8.32 TRANSMITTING OR PRESENTING FALSE WRITING TO DEFRAUD UNITED STATES (18 U.S.C. § 495)
The defendant is charged in [Count ___ of] the indictment with [transmitting] [presenting] a false writing in support of or in relation to an account or claim with intent to defraud the United States. In order for the defendant to be found guilty of that charge, the government must prove each of the following elements beyond a reasonable doubt:
First, the defendant [transmitted] [presented] a [falsely made] [altered] [forged] [counterfeit] [specify writing] to an [office] [officer] of the United States;
Second, the defendant knew that the [specify writing] was [falsely made] [altered] [forged] [counterfeit];
Third, the [specify writing] was [transmitted] [presented] in support of [specify account or claim];
Fourth, the defendant acted with intent to defraud the United States; and
Fifth, the [specify writing] was material to action on the [specify account or claim]; that is, the [specify writing] had a natural tendency to influence, or was capable of influencing, action on the [specify account or claim].
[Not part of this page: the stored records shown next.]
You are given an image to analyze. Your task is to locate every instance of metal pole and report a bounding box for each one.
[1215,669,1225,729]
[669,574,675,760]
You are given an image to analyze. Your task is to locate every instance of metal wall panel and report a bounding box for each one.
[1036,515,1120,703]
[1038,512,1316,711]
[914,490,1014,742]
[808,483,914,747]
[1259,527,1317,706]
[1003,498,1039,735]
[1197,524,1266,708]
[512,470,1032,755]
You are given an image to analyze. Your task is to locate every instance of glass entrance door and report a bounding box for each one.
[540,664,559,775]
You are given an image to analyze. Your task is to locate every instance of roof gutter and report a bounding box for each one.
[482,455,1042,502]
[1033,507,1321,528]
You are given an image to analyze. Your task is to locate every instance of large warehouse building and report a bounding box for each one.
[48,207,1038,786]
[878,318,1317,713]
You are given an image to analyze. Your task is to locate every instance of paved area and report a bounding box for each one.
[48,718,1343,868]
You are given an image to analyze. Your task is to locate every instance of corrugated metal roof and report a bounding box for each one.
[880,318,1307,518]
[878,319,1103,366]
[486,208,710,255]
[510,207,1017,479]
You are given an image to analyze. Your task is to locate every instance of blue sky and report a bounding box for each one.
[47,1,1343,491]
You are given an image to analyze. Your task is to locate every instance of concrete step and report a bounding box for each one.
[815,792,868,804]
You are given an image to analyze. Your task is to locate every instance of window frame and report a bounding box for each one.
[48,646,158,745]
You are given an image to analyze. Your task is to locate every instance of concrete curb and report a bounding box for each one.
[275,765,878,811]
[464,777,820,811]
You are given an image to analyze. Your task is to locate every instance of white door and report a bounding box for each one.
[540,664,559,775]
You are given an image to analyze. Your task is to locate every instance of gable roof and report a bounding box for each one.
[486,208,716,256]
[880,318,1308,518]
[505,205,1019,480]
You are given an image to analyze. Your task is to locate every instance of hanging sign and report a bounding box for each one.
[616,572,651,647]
For a definition of "intent to defraud," see Instruction 3.16 (Intent to Defraud—Defined).
In Neder v. United States, 527 U.S. 1, 22-23 (1999), the Court explained that materiality is a necessary aspect of the legal concept of fraud which is incorporated into criminal statutes concerning fraud unless the statute says otherwise (holding materiality of falsehood must be proved in prosecution under bank, mail and wire fraud statutes). The common law test for materiality in the false statement statutes, as reflected in the fifth element of this instruction, is the preferred formulation. United States v. Peterson, 538 F.3d 1064, 1072 (9th Cir.2008).